百三十八話 幕間ヴィーネ
「種族のことから話そう……」
隣に座る強き雄であるご主人様は、わたしの話に耳を傾けていく。
古の時代からダークエルフ社会は女尊男卑の階級社会。
男は女神様から啓示も受けることができない。
総じて、力も無く頭も弱い存在として認知されている。
時折、女神様に愛される目覚ましい働きをする強き男を除き、普通の雄など魔導貴族ではない下民か、それ以下の家畜と同等、常に蔑み疎んじられた存在なのだ。
その同胞の多くが〝魔毒の女神ミセア様〟を信仰している。
わたしが育った地下都市の有力都市の一つである【地下都市ダウメザラン】でもそれは同じ。
女の地位が高く男の地位は総じて低い。
その女の中でも才能がある者たちが司祭としての戦闘職業を得られる。
司祭は女神様のお力を感じられて啓示を受けられるのだ。
そして、司祭となった者たちの中で最年長の女が各氏族の魔導貴族を率いる家長になることが多い。
経験は力だからだ。
しかし、女司祭といえど位の低い魔導貴族に所属している場合は地位も名誉も低いとみなされる。

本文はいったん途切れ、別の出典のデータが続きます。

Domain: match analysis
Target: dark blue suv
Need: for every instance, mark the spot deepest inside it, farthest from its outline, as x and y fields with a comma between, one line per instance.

ただ、魔導貴族とは上流階級であり選ばれし高級の民だ。
魔導貴族の下位だろうと下民とは比べ物にならない存在となる。
階級は絶対なのだ。
位は、各魔導貴族の地位を表す。
ダオと名前がつくのは魔導貴族の証。
最上位の【筆頭第一位魔導貴族】から始まり【第二十位魔導貴族】の最下位まである。
上位ほど、女神様からの恩恵が増えると言われているのだ。
社会的な地位も約束される。
だから、上位になるほど権力が集中するようになっているのだ。
地下都市ダウメザランを支配することは【筆頭第一位魔導貴族】に成ることを指す。
魔毒の女神ミセア様は血を好まれる。
魔導貴族たちを争わせているのだ。
その他の様々な組織をも争わせている。
ダークエルフ社会は、地下社会の中でもとくに争いが多い。
そして、魔導貴族たちは、位を上げるためにどんなことでもするのが、普通だ。
わたしの魔導貴族が滅ぼされたように……。
位が違う魔導貴族と同盟を組んだり裏切ったりと陰謀を含めた機略縦横の才を駆使して、常に先手を打ちながら、先の先を読み方針を練らねば、生きてはいけないのだ。
それは大人も子供も男女も変わらない。
地下の巨大都市とはいえ、同じ都市に暮らす種族同士が屍山血河を渡るのだ。
今のマグルたちの生活とは正反対といえよう。
わたしはそういう環境で育った。
そして、家長でもあり司祭である偉大な母者ラン様と姉者の長女セイジャ様に、子供の頃から厳しく鍛えられる。
その訓練は熾烈……。
今思えば、あれは訓練ではなく……。
蠱毒のふるい落としだった。
最初は一族の妹たちと出来損ないの弟たちは総勢百人を超えていた。
しかし……。
戦獄ウグラ。
アービター。
蟲鮫。
【魔神帝国】のキュイズナー。
そういった強力無比なモンスターたちが徘徊する【暗黒街道】を移動しながら一定の期間を生き残るという命を懸けて闘う長期に渡り行われる実戦サバイバル訓練を続けていくうちに次々と脱落者が出る。
もちろん、脱落者は死。
リョゴルの音無しで暗黒街道を進むのは地獄といえる。
この訓練で何人もの妹弟が死んでいく。
わたしは多数の優れた妹たちと共に、この訓練を無事に生き残ることができた。
すると、わたしだけが妹たちから引き離されることになった。
司祭候補である長女セイジャ様と同じように優遇されて育てられる。
不思議だったのだが……。
どうやらわたしの頬にある銀蝶のエクストラスキルとは貴重なスキルだったようだ。
特別な教育は座学もあり、様々な事を教わった。
ダークエルフ社会の身分制度の厳しさ。
ヒエラルキーの最下層である下民たち、各地下都市に住まうドワーフ、ノーム。
都市の外の事も学ぶ。
地下回廊を徘徊するはぐれドワーフ、はぐれドワーフの軍閥が率いる独立都市、ノームたちの独立都市、黒き環、グランバ、魔族たち、魔族以外の勢力もある魔神帝国の独立都市。
蓋上の世界に住まう穢れ多きマグル。
そこは侮蔑にまみれた世界だと教わった。
これは間違いであると後々に知ることになるが。
更に、魔毒の女神ミセア様への信仰、強き者に対する尊敬と敬語、権謀戦術、盗賊技術、密偵技術、隠身、斥候技術、魔法の扱い、気配察知、魔闘術の稽古、エクストラスキルである銀蝶の扱い、近接戦から遠距離戦における、あらゆる状況下における個人戦、集団戦の戦闘を叩き込まれた。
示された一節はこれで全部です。